La cosa straordinaria è che i gesti non servono solo a comunicare con gli altri, ma aiutano anche chi li fa a pensare, a organizzare le idee, a supportare le funzioni cognitive. Sono come un ponte tra la mente e il mondo concreto, esprimendo a volte conoscenze che sono ancora “in formazione”, implicite, non ancora pronte per essere verbalizzate completamente. Ecco perché osservarli nei bambini è così importante!
Gesti Collaborativi: Costruire Idee Insieme
Lo studio introduce un concetto chiave: i gesti collaborativi. Sono quegli scambi gestuali che avvengono quando più persone esplorano insieme idee matematiche, usando i loro corpi “in concerto” per raggiungere un obiettivo comune. È come se un’idea iniziasse con il gesto di una persona e venisse ripresa, modificata, ampliata dal gesto di un’altra.
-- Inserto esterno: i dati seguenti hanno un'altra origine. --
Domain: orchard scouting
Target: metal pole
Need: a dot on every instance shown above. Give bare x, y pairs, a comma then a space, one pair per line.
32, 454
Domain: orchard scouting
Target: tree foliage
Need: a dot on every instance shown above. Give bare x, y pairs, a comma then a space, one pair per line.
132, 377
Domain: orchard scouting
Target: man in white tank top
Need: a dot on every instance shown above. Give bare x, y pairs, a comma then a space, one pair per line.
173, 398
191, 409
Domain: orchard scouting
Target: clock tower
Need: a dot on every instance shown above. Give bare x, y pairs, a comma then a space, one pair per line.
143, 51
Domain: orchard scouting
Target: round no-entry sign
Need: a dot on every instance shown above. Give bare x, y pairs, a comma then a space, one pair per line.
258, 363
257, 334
Una categoria particolarmente interessante di questi gesti è chiamata “Echo and Build” (Eco e Costruzione): una persona fa un gesto, e una seconda persona lo ripete (in tutto o in parte), ma aggiungendo o modificando qualcosa. È proprio questo tipo di interazione gestuale che emerge potentemente nel caso studio analizzato.
Il Caso del Quadrilatero “Strano”
Immaginate la scena: un gruppo di bambini di 5-6 anni, seduti per terra, con davanti tante forme geometriche colorate fatte di gommapiuma. Il compito è semplice: dividerle in triangoli e quadrilateri. Prima, hanno discusso con la loro guida su cosa siano angoli (“Ecke” in tedesco, che significa sia angolo che vertice) e lati, e quanti ne abbiano triangoli e quadrilateri.
Ma c’è un tranello: tra le forme c’è un quadrilatero concavo. Assomiglia molto a un triangolo, ma ha un lato “rientrante” che crea un quarto vertice, appunto, concavo. Come previsto, i bambini inizialmente lo mettono nel gruppo dei triangoli.
La guida chiede allora di verificare che tutti i triangoli abbiano tre vertici e tre lati. Quando arrivano alla forma “strana”, iniziano i problemi. Un bambino, Luca, conta ad alta voce: “Uno, due, tre, quattro lati… e uno, due, tre vertici”. Ops! Qualcosa non torna. La forma viene definita “strana”, “bizzarra”. Un altro bambino, Paul, indica il vertice concavo dicendo: “…qui va dentro così”. Stanno usando gesti deittici (indicare) per supportare il loro conteggio e la loro osservazione.
A questo punto, la guida interviene. Luca, guardandola, le chiede implicitamente aiuto. La guida sposta la forma “strana” tra i due gruppi (triangoli e quadrilateri), aprendo la possibilità che non sia un triangolo. Chiede: “Cos’è un vertice?”. Luca risponde verbalmente: “È sempre dove si incontrano i lati”. Mentre dice l’ultima parte, fa un gesto più dinamico, uno scorrimento della mano verso uno dei vertici “normali” (convessi), come a mimare l’incontro dei lati. Questo gesto diventerà cruciale.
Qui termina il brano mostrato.